He was once a loyalist hero who lorded it around the streets of Belfast, rarely having to put his hand in his pocket.
But today Michael Stone returned to jail a broken man and a laughing stock.
Hardly any of his old associates were in the city’s Crown Court to watch the killer, who suffers from crippling arthritis, limp from the dock after his verdict was delivered.
And as the notorious paramilitary prepared to resume a life behind bars, a former friend branded him a loner who had become more obsessed with the limelight than loyalism.
It was the 53-year-old’s yearning for attention that was the real motivation for his crackpot bid to storm Parliament Buildings, Stormont, two years ago while the Northern Ireland Assembly was in session, according to an ex-prisoner who once shared the same wing at the Maze Jail.
"Even in prison we always wondered what was bigger for Michael, his ego or the cause," he said.
Stone achieved instant notoriety after murdering three people at Milltown Cemetery in west Belfast in 1988 when he launched a gun and grenade attack on mourners at the funerals of three IRA volunteers shot dead by the SAS in Gibraltar.
It was a incident that formed part of one of the darkest chapters of the entire Troubles, propelling a previously low-key paramilitary with long hair, dark features and manic eyes on to the front pages and TV screen.
Suddenly he was the toast of every loyalist drinking den.
Then, three days later, at the funeral of one of Stone’s victims, two British Army corporals who inadvertently drove into the cortege were dragged from their car, beaten and shot dead.
Murals depicting the UDA man’s actions at Milltown soon appeared on gable walls in Protestant estates and the bulletproof vest he wore was apparently sold for £10,000 at auction in a loyalist club in Scotland.
Like at Stormont, his target that day had been Sinn Fein leaders Gerry Adams and Martin McGuinness.
Republicans chased and eventually grabbed him as he retreated towards the nearby M1 motorway, but police who arrived managed to pull him free and save his life.
It later emerged that this was not his first mission to kill.
He owned up to a string of others as well - all of them assassinations of Catholics and republicans, although his admissions to at least three have been questioned.
It has been claimed that he was prepared to take the rap for other killers who were never held to account.
He was sentenced to almost 700 years and sent to the Maze on the outskirts of Lisburn, Co Antrim, where his closest pals included another loyalist paramilitary boss, Johnny "Mad Dog" Adair.

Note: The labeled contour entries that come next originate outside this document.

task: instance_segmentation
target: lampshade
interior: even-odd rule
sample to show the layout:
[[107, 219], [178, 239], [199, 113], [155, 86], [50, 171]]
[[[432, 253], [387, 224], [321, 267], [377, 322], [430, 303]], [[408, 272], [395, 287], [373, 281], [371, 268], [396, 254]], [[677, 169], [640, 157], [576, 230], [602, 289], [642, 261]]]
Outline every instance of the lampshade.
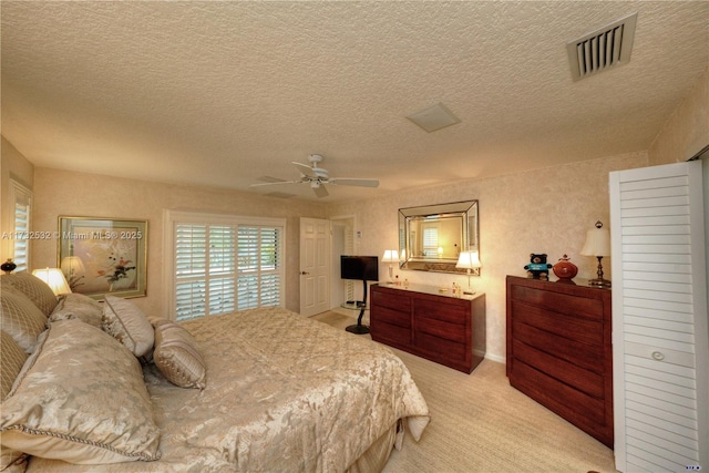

Despite Stone’s antics at Stormont and his bizarre attempt to defend it as an act of performance art, old associates said he would always be revered in loyalist circles for what happened at Milltown - despite his humiliating fall from grace.
"People within loyalism were disappointed, shocked even, by what Michael did at Stormont. They did not want to go back to those days," he said.
"But saying all that, he will always be held in high esteem within certain loyalist circles. He will always be remembered as the man that took the fight to the IRA."
It was in jail that he developed an interest in art and on release in 2000, under the terms of the Good Friday Peace Agreement, he began the process of reinventing himself as a painter, dabbling in the avant garde and surreal.
Many of his works fetched hefty prices - he once claimed they sold for as much as £30,000 - though whether buyers were attracted more by his talent or his infamy is debatable.
In 2003 he wrote his autobiography, None Shall Divide Us, charting his rise within the loyalist movement.
Critics dubbed it a Walter Mitty account of events, embellishing his role and influence within loyalism.
A former UDA colleague agreed that the father of nine, who also claimed to have come within inches of assassinating former London mayor Ken Livingstone in 1983, was never a big player in the movement.
"Michael was a peripheral figure, always was," he said.
"He was very much a loner."
During his trial he told the court a handwritten draft of a second autobiography, which he hid in a cupboard in his east Belfast apartment, went missing during police searches.
Initially the media lapped up the "killer turned artist" line, and in the years after his release he was never far from a TV camera, whether talking about his art or his past.
Arguably his most famous appearance came months before his attack on Stormont, when he took part in the BBC’s Facing The Truth programme.
Hosted by Archbishop Desmond Tutu, the documentary brought together victims and perpetrators from the Troubles.
Stone’s meeting with the widow of Dermot Hackett - one of the other three people he claimed he killed before Milltown - made for uncomfortable viewing.
During the meeting Stone said he was not the man who pulled the trigger and for a moment Sylvia Hackett reached out to shake his hand, but she instantly recoiled and fled the room in tears.
But that incident aside, his appearances in front of the cameras were becoming fewer.
As Crown Prosecutor Charles Adair put it during his trial: "Your light was waning, you were becoming a nobody, and you wanted to propel yourself back into the public glare."
His assault on Stormont’s Parliament Buildings was his coup de grace, claimed Mr Adair.
"I suggest to you you’re an egocentric killer with a penchant for publicity who was completing unfinished business," he said.
"And your final act, killing Adams and McGuinness, that was what it was all about."